WITHINGTON, Thomas Scholes 1790-1838. Cotton merchant and Peterloo participant.

At the end of last year, Manchester City Council fixed a new plaque on the Free Trade Hall, now a hotel, to commemorate the infamous Peterloo massacre of 1819. The previous plaque merely noted that the crowd had been dispersed by the military. The new plaque records more fully what happened and gives the death toll estimated from the latest research. It reads:

On August 16 1819 a peaceful rally of 60,000 pro-democracy reformers, men women and children, was attacked by armed cavalry resulting in 15 deaths and over 600 injuries.

The connection with Dulwich is in the person of Thomas Scholes Withington who played a significant part in the tragic events and later, between about 1832 and his death in 1838, lived at Bell House, College Road. In 1816 he had been elected as a constable for the manor of Manchester, and in October 1817 he was elected Borough Reeve, the chief officer of the town and equivalent to the mayor elsewhere, a post he held for a year. At the time of the massacre, he was the horseman who took the request from the chairman of magistrates to the commander of the local cavalry for assistance in keeping the peace.

The magistrates were concerned about the large crowd that had gathered to hear Henry Hunt speak in St. Peter’s Fields and decided to arrest the speaker and break up the meeting. The local volunteer forces of the Manchester and Salford Yeomanry were also called upon to help disperse the crowd, and all the military groups made the fatal mistake of charging from three different directions leaving the crowd nowhere to escape, with the inevitable casualties. Henry ‘Orator’ Hunt was the best known radical of the period who argued for constitutional reforms including universal (manhood) suffrage and annual parliaments and used public meetings to rally support. Although he insisted on peaceful protest and no incitement to riot, he was found guilty of seditious assembly and sentenced to 2_ years imprisonment.

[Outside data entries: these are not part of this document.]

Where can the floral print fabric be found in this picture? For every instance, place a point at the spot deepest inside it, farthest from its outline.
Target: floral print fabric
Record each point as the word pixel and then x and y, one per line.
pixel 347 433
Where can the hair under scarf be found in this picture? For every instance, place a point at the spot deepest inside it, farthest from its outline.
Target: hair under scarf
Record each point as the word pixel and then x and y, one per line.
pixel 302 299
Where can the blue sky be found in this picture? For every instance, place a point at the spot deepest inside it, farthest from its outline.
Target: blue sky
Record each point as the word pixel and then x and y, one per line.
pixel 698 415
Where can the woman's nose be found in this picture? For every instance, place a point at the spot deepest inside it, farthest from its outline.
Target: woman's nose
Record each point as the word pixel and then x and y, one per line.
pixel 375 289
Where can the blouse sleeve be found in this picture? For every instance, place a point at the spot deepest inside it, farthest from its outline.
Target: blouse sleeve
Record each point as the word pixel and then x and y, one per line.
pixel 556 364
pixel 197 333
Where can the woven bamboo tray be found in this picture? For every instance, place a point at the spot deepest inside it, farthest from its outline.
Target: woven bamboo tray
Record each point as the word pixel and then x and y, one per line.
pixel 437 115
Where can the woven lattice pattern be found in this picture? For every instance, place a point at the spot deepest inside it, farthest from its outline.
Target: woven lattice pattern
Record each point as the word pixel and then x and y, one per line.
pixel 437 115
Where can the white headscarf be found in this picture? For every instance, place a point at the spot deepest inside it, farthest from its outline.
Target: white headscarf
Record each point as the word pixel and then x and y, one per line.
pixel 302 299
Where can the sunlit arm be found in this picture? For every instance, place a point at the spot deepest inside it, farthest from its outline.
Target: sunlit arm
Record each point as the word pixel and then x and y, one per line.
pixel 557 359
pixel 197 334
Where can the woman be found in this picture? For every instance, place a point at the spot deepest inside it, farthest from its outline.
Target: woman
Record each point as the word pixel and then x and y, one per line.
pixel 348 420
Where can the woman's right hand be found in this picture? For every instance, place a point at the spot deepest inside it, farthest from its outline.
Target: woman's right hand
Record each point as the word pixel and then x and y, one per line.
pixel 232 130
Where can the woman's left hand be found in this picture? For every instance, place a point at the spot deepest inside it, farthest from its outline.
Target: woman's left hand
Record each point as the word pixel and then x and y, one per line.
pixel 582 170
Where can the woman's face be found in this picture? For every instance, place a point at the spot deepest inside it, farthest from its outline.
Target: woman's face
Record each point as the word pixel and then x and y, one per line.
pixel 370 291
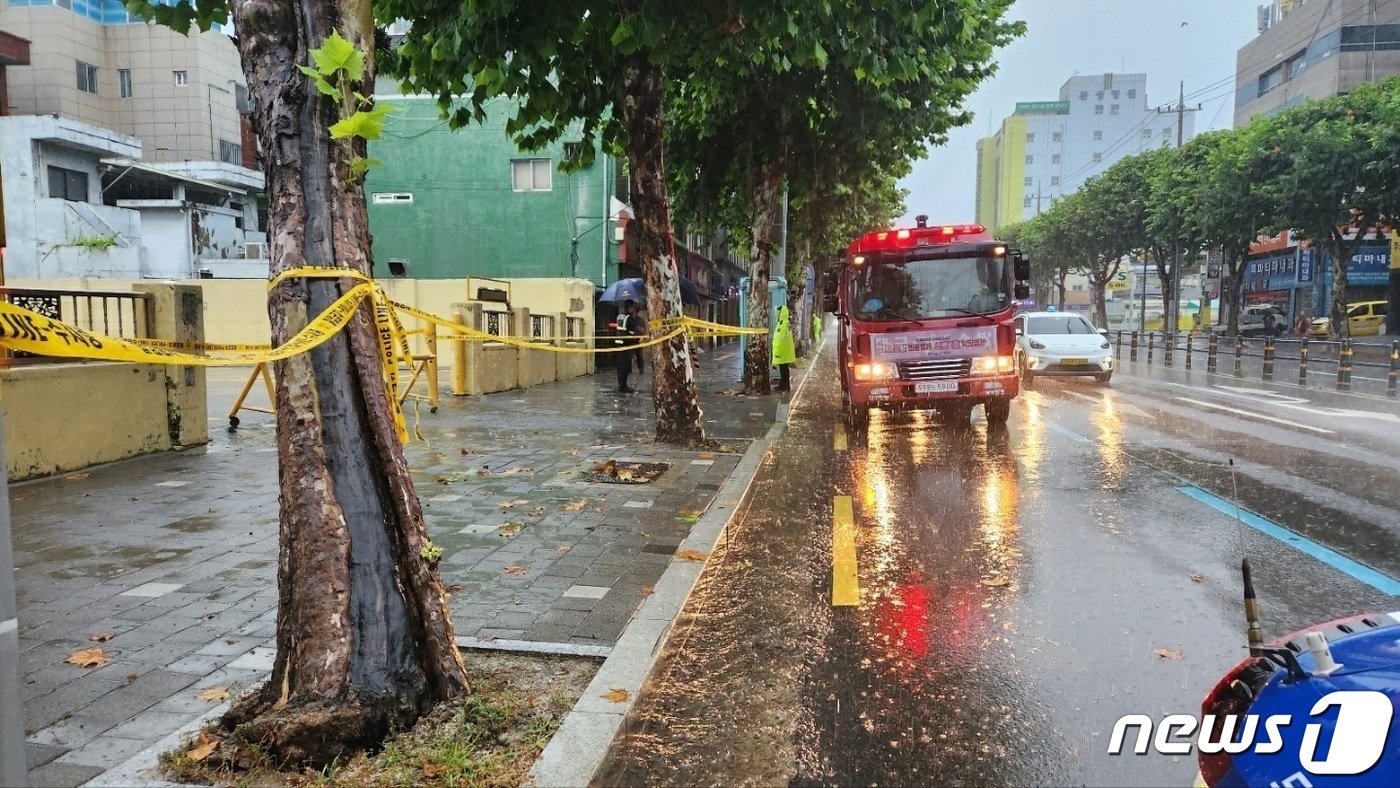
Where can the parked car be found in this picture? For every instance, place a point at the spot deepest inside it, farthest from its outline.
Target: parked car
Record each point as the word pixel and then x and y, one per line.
pixel 1061 343
pixel 1367 318
pixel 1263 319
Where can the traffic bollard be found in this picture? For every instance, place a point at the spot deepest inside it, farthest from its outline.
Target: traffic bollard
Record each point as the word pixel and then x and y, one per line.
pixel 1344 367
pixel 1395 368
pixel 1302 361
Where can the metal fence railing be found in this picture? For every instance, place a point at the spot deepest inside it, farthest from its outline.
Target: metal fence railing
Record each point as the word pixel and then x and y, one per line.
pixel 125 315
pixel 1348 366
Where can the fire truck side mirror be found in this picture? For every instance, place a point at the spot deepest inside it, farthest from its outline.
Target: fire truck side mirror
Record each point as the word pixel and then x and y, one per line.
pixel 1022 266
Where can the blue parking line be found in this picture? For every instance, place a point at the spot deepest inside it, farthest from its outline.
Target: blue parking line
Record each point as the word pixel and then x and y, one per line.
pixel 1070 434
pixel 1365 574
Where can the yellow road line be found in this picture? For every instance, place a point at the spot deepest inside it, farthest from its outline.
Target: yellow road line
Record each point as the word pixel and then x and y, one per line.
pixel 844 584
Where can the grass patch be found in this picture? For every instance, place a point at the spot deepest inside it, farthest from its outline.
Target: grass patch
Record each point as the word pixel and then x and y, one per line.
pixel 489 739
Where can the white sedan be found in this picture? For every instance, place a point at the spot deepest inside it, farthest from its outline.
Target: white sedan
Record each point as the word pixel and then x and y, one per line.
pixel 1061 343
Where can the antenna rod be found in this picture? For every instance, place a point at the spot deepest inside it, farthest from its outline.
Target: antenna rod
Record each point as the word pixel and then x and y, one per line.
pixel 1256 633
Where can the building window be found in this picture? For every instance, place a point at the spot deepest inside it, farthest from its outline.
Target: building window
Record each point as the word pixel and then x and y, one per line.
pixel 531 175
pixel 87 77
pixel 67 185
pixel 230 153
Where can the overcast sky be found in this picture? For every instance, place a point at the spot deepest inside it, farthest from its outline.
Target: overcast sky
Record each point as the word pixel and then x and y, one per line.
pixel 1091 37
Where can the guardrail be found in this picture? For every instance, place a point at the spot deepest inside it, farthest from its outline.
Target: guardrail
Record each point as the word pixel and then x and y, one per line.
pixel 1344 359
pixel 126 315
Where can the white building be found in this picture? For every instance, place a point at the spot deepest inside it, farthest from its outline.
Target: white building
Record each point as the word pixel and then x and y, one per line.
pixel 1049 149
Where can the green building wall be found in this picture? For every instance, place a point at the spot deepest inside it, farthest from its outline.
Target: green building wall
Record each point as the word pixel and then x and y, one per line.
pixel 443 202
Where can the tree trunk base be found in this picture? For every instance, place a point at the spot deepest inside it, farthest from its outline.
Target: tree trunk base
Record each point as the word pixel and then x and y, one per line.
pixel 312 734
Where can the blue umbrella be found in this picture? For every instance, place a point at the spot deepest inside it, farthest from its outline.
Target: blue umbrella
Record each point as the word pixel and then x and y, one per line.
pixel 636 290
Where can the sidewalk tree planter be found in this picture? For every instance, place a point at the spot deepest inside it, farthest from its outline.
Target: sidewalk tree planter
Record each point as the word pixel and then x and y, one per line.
pixel 364 643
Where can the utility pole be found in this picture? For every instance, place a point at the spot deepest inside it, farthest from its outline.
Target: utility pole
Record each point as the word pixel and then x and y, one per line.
pixel 1175 305
pixel 13 769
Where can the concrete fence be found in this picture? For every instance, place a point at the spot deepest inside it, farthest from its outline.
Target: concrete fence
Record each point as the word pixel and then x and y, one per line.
pixel 65 416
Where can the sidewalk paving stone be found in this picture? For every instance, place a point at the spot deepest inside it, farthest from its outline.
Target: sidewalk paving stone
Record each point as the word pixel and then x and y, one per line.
pixel 172 557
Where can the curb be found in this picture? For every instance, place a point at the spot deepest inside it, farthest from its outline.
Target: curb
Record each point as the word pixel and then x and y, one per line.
pixel 578 748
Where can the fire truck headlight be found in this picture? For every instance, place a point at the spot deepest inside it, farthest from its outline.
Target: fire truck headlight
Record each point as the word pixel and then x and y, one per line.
pixel 874 371
pixel 993 366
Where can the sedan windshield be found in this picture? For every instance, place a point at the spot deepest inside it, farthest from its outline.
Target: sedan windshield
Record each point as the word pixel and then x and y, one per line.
pixel 930 289
pixel 1059 324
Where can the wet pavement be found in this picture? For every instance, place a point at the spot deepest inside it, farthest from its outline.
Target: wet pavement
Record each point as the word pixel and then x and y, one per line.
pixel 168 563
pixel 1018 589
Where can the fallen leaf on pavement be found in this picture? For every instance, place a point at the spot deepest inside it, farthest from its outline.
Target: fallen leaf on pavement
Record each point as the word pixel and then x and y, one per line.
pixel 87 658
pixel 205 745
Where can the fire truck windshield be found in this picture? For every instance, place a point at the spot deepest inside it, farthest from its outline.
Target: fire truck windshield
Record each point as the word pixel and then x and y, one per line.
pixel 930 289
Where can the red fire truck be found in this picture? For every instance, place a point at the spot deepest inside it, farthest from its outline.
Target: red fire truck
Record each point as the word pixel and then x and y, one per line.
pixel 926 321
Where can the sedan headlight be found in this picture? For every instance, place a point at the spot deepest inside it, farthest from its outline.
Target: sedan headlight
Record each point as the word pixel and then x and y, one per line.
pixel 874 371
pixel 993 364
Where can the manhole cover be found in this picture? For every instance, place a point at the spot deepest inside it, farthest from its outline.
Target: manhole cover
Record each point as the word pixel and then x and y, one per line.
pixel 613 472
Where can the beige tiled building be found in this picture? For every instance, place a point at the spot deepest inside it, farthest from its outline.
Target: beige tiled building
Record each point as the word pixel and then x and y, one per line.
pixel 91 62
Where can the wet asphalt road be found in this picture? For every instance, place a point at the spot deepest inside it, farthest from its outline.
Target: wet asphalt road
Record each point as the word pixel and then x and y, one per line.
pixel 1018 589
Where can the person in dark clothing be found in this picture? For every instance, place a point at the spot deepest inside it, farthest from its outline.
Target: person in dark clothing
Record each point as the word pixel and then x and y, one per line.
pixel 629 329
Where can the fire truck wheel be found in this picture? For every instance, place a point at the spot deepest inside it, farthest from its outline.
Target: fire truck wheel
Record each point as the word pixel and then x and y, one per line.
pixel 998 410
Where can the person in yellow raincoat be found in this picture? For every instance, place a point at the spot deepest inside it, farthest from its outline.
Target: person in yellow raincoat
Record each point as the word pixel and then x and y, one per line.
pixel 784 352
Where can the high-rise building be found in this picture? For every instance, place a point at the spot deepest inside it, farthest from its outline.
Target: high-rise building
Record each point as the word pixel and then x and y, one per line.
pixel 184 97
pixel 1047 149
pixel 1315 49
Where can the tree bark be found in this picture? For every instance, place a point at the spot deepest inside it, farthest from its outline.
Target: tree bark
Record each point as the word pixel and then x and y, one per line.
pixel 679 419
pixel 758 356
pixel 364 643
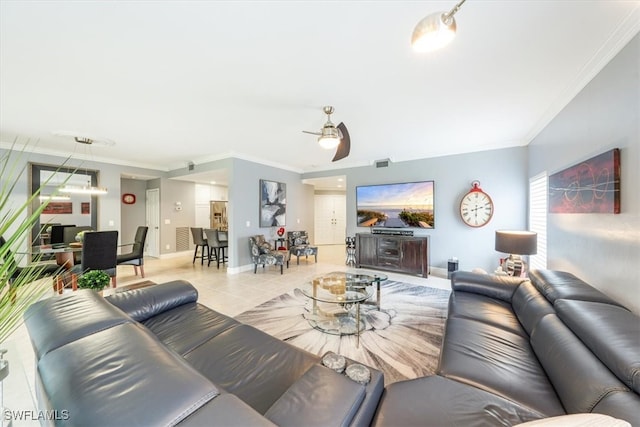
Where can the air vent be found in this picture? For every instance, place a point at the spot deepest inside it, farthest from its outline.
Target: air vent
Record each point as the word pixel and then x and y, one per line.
pixel 383 163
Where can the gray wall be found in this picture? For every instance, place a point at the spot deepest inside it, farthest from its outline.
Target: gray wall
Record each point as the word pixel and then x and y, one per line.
pixel 602 249
pixel 132 215
pixel 502 174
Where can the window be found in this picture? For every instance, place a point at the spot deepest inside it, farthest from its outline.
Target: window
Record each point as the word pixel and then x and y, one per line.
pixel 538 218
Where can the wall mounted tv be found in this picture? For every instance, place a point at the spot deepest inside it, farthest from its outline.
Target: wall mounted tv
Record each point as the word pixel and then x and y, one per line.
pixel 402 205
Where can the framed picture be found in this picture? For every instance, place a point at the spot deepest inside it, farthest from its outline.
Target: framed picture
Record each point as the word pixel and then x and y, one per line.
pixel 592 186
pixel 54 208
pixel 273 203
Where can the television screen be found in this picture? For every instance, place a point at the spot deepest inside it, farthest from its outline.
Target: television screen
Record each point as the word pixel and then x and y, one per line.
pixel 409 204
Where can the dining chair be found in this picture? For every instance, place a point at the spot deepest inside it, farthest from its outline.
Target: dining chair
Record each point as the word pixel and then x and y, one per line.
pixel 201 243
pixel 216 246
pixel 99 252
pixel 136 256
pixel 34 271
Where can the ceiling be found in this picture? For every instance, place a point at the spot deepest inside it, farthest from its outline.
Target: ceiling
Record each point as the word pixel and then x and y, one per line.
pixel 192 81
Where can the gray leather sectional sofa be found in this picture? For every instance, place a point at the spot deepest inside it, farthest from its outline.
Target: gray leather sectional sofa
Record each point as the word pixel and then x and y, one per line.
pixel 156 357
pixel 514 350
pixel 517 350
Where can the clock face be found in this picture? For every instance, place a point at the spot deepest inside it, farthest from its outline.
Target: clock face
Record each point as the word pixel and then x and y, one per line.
pixel 129 198
pixel 476 208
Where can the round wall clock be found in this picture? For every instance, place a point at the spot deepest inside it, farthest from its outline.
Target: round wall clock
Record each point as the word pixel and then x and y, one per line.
pixel 476 207
pixel 128 198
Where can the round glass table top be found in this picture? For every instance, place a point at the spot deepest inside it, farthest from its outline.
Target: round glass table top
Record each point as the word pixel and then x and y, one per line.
pixel 339 287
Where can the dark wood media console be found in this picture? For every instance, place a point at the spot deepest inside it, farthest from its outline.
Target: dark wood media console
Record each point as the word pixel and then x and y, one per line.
pixel 403 254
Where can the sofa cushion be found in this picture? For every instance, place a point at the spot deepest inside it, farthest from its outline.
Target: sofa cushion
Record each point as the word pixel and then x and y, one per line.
pixel 122 376
pixel 436 401
pixel 485 309
pixel 144 303
pixel 612 333
pixel 530 306
pixel 201 323
pixel 497 361
pixel 254 366
pixel 578 376
pixel 556 285
pixel 56 321
pixel 320 398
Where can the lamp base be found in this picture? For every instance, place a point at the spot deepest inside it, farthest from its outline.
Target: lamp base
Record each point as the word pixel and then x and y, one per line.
pixel 514 266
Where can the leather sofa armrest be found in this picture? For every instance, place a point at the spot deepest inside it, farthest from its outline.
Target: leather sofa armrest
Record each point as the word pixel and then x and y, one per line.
pixel 499 287
pixel 141 304
pixel 320 397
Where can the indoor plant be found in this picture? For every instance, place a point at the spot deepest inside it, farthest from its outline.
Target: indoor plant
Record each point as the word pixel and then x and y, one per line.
pixel 94 279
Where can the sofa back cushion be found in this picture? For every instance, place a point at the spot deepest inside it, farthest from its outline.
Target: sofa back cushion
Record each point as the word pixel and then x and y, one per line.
pixel 141 304
pixel 122 376
pixel 563 285
pixel 530 306
pixel 612 333
pixel 578 376
pixel 56 321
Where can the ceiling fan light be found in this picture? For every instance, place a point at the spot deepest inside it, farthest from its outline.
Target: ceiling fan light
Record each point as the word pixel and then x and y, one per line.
pixel 328 142
pixel 433 32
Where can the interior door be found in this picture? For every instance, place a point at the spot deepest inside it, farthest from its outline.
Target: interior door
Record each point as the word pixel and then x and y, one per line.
pixel 330 219
pixel 153 222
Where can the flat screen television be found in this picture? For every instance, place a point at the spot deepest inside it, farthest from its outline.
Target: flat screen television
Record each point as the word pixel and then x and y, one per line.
pixel 402 205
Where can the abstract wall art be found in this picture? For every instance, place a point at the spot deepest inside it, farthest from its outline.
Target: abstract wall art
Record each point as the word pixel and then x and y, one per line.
pixel 592 186
pixel 273 203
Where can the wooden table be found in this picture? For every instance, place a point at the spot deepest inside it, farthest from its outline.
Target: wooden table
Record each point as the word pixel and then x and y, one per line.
pixel 65 257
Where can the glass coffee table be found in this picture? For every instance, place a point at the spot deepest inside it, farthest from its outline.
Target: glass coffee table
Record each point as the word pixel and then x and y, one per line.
pixel 336 298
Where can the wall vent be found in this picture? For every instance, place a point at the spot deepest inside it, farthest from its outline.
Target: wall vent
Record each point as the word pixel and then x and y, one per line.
pixel 182 239
pixel 384 163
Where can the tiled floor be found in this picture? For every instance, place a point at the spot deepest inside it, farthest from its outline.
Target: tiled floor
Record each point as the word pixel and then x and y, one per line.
pixel 229 294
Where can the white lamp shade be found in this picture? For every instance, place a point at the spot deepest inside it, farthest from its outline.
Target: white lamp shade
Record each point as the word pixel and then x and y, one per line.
pixel 433 33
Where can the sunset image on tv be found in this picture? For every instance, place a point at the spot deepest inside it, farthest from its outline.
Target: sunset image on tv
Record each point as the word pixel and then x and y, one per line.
pixel 396 205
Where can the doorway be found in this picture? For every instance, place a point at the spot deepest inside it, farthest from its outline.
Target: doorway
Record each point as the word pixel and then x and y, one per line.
pixel 153 221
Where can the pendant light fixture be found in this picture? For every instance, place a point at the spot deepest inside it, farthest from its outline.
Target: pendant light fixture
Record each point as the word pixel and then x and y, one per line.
pixel 435 31
pixel 88 188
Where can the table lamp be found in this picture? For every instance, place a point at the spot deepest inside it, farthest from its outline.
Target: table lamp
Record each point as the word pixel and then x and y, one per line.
pixel 516 244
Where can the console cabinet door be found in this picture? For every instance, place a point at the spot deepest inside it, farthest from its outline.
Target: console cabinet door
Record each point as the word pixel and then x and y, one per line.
pixel 366 248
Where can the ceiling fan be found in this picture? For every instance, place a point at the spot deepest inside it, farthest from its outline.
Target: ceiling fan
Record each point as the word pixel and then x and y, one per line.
pixel 332 136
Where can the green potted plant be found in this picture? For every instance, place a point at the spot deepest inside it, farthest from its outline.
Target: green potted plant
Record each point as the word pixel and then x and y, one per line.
pixel 94 279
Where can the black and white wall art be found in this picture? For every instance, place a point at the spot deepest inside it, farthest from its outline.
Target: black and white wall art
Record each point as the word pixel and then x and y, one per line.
pixel 273 203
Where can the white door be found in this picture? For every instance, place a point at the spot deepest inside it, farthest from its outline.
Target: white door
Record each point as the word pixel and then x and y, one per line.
pixel 153 222
pixel 330 219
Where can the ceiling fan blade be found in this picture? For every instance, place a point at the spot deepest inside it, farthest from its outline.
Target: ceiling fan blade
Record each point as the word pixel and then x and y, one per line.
pixel 345 143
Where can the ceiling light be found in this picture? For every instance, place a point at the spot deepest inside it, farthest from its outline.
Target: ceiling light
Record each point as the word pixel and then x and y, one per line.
pixel 435 31
pixel 51 197
pixel 84 189
pixel 329 137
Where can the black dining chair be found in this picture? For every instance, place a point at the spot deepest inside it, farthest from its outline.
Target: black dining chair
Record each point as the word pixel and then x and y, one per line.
pixel 216 246
pixel 136 256
pixel 33 271
pixel 201 243
pixel 99 252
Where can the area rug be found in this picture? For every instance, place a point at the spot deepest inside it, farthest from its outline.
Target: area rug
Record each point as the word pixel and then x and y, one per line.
pixel 402 339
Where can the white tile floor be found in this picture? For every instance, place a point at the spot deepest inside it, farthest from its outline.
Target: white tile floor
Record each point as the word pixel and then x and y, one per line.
pixel 229 294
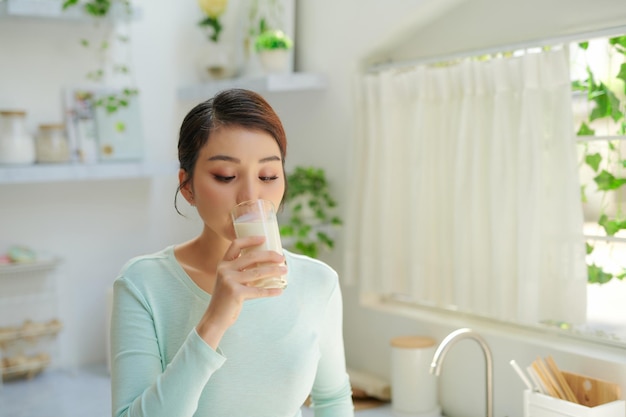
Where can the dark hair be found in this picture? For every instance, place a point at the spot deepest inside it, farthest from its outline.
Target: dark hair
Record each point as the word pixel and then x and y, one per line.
pixel 234 107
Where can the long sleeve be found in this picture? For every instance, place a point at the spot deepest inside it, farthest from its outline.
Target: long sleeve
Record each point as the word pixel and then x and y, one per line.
pixel 280 349
pixel 140 385
pixel 331 394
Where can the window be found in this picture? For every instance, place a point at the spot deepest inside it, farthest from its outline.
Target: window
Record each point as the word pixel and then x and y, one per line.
pixel 466 195
pixel 598 72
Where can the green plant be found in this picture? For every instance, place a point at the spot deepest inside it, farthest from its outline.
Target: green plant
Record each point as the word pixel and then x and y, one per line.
pixel 607 105
pixel 309 207
pixel 272 39
pixel 213 10
pixel 99 10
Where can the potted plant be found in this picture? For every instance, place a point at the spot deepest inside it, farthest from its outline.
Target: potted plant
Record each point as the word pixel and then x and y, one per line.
pixel 308 217
pixel 100 10
pixel 273 47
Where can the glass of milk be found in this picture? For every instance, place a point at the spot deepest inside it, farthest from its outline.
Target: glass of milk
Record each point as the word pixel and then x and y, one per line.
pixel 258 218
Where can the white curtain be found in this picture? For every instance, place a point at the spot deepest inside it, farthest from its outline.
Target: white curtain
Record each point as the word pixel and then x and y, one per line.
pixel 465 189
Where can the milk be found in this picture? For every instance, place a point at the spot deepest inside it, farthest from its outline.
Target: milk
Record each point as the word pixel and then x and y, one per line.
pixel 269 229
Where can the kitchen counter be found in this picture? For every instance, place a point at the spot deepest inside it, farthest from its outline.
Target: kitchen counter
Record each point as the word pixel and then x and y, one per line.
pixel 87 392
pixel 382 411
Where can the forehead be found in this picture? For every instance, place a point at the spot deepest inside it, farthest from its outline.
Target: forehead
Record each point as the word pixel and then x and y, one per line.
pixel 237 140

According to Violet Horton, one of his descendants, Thomas Withington was offered but refused a knighthood. However he accepted a silver cup, which passed to his son, Arthur, who emigrated to America. He was also known as “Three Bottle Reeve” from his ability to drink that amount every evening, but it has not been possible to corroborate these stories. In 1821, he married Elizabeth Harding the daughter of a wealthy silk mercer from Derbyshire, and their first four children were born in Everton, near Liverpool. Their next two children were born in Grasmere in Westmorland and their youngest daughter was born in Dulwich in 1834.

By then, the family appears to have joined Elizabeth’s father Anthony Harding in Bell House. He had carried on his business at 82 Pall Mall and secured a royal warrant as “silk mercer by appointment” to Queen Victoria but was about sixty when he took his first lease on the property in 1832. Elizabeth was certainly there by 1833, because a neighbour, Joseph Romilly, records in his diary for 2 April, “ Called with Lucy [his sister] on Mrs. Withington at Bell Housexcivilly received”.

Thomas died young in 1838 aged 47 (did he drink too much?) before his father-in- law who was 89 when he died in 1851. It was a large household at the time of the 1841 census with six female servants, a man servant, the children’s governess, the coachman with wife and child and two others who were perhaps just visiting at the time. His wife survived until 1853, having seen one of her daughters married to the Reverend Stephen Poyntz Denning (son of the Curator of the Dulwich Picture Gallery). The lease was surrendered by her executors in 1857 ending the connection with the family.